Sui media le notizie e i fatti sul fallimento della cultura e dell’istruzione compaiono fugacemente, quando vengono menzionati. A questi fatti reagiscono pubblicamente  soltanto una manciata di persone che generalmente  non hanno alcuna influenza. A questi fatti non reagisce nessuna comunità religiosa, perché a loro non servono né musei, né gallerie, né concerti. Perché sanno molto bene che quelli che frequentano quei posti non sono materiale adatto per l’indottrinamento.

Dopo 36 anni vissuti a Sarajevo, considerando me stesso una persona di ampie vedute, già da tempo mi chiedo quanto tempo deve ancora passare prima che in quell’intreccio di religione, cultura e istruzione accada di nuovo un cambiamento nel rapporto di forze. E quanto tempo deve ancora passare prima che la mia Sarajevo capisca  di nuovo cosa significa veramente multietnicità, diversità, e accettazione degli altri. Una ventina di anni fa, sembrava che fosse chiaro a tutti. Forse lo era per quelli che non vivono più in questa città, non perché sono stati uccisi, ma perché sono morti oppure se ne sono andati via. Per i sarajevesi di oggi questa idea purtroppo è molto lontana dalla realtà, anche se credo siano quasi tutti pronti a giurare sul carattere multietnico della città, senza pensare a quello che Sarajevo come città può veramente offrire a chi non mette la religione al primo posto. La multi etnicità dichiarata è molto più ipocrita del semplice riconoscimento che Sarajevo è  una città a maggioranza musulmana, e che in quel verso si sta sviluppando, cioè funziona. A volte credo veramente che se ci fosse questo riconoscimento , per noi altri, sarebbe anche meglio. Perché in ogni società dove esiste una maggioranza definita, esistono anche minoranze definite coi rispettivi diritti. Così com’è, la multi etnicità sulla carta in realtà permette alla maggioranza di fare quello che vuole, mentre qualsiasi minoranza viene assolutamente marginalizzata.

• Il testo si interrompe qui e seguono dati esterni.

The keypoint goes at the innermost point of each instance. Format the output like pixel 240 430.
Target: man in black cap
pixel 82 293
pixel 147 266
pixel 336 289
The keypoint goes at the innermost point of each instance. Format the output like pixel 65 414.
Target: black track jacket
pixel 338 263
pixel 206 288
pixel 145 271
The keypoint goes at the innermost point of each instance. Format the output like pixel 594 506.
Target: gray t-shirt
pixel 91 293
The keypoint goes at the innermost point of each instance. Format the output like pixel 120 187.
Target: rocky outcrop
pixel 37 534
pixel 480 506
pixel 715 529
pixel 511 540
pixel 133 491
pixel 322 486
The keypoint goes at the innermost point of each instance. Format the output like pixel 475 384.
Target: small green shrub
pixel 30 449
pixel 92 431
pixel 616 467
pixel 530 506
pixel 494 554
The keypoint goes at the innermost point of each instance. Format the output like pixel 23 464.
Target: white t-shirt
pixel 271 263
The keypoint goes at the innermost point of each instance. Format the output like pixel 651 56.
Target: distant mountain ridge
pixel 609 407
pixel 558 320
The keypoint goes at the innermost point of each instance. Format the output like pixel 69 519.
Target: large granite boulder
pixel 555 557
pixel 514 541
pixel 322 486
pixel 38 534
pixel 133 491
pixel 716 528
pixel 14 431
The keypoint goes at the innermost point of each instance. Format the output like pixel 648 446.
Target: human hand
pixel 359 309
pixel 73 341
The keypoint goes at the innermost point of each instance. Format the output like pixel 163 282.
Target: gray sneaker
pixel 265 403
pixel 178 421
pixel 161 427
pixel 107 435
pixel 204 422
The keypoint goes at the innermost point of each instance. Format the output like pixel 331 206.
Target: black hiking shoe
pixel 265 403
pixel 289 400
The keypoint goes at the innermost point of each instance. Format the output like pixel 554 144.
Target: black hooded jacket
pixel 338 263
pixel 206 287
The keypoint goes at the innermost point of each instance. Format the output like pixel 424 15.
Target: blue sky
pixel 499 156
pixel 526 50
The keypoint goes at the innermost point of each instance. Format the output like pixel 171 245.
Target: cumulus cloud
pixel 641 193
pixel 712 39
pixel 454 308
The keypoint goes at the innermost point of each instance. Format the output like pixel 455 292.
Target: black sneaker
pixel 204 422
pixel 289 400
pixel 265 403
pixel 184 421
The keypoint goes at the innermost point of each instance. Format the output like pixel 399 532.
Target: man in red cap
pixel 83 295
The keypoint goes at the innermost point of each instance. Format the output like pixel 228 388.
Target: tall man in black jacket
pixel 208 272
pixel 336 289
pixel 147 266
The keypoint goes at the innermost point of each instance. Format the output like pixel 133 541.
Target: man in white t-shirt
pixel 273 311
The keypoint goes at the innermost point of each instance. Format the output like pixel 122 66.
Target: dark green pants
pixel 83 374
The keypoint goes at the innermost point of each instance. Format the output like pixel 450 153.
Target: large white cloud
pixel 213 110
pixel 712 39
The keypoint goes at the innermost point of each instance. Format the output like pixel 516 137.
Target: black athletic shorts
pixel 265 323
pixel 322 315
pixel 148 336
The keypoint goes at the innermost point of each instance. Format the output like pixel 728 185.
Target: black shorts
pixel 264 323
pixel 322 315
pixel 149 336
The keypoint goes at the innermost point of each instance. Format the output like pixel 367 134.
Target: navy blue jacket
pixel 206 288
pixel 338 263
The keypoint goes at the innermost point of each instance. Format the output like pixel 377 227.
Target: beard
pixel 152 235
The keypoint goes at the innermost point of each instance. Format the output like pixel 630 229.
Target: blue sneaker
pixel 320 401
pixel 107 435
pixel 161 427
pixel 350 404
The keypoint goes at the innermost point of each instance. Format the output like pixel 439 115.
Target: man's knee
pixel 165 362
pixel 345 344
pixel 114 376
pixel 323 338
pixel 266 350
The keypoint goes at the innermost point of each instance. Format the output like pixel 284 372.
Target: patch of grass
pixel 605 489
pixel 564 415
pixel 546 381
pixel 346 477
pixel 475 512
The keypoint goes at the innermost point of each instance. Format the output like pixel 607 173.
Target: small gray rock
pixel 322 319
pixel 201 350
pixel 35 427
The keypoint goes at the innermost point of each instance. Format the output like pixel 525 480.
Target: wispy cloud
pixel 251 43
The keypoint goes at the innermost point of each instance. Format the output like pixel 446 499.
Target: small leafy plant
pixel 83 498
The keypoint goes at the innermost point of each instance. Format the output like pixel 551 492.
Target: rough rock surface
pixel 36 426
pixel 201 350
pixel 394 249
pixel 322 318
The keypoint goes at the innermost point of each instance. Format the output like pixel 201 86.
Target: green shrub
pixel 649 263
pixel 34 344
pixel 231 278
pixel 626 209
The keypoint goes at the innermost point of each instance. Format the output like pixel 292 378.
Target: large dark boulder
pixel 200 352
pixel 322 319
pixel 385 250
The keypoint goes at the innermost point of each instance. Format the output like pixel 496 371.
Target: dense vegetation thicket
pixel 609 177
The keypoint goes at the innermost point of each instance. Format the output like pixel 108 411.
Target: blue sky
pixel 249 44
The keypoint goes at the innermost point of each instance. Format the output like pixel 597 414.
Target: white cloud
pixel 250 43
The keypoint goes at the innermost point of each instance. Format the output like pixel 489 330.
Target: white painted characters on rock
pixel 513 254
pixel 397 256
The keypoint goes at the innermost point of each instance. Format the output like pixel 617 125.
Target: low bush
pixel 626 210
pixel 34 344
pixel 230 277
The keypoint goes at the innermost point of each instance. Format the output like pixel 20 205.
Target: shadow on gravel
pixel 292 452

L’altro problema sono i criteri del tutto distorti. Se oggi vi lamentate che Sarajevo quelli che non sono bosgnacchi non stanno poi tanto bene, ovunque potete ricevere la tipica risposta “cosa gli manca, nessuno li tocca”. È  vero, ma anche lontano dall’essere sufficiente per far sentire bene qualcuno. L’assedio che ha vissuto Sarajevo, tutto il sangue versato sulle strade di questa città, ha fatto sì che la gente reagisca soltanto quando è minacciata di morte. Tutto il resto non è così grave. Io ho passato tutta la guerra a Sarajevo, e ho vissuto molte cose brutte senza averne colpa, ma 17 anni dopo la guerra non riesco a consolarmi con la frase “va bene, basta che non si spara”. Desidero vedere anche che la mia città mi accetta e desidera come suo cittadino, e che ha qualcosa da offrirmi. E che in questa città posso sentirmi come cittadino d’Europa e del mondo, e non soltanto ed esclusivamente come “altro” (se appartengo ad uno dei popoli costituenti). Per far sentire chiunque in questo modo oggi a Sarajevo, c’è bisogno molto di più che della mera esistenza fisica.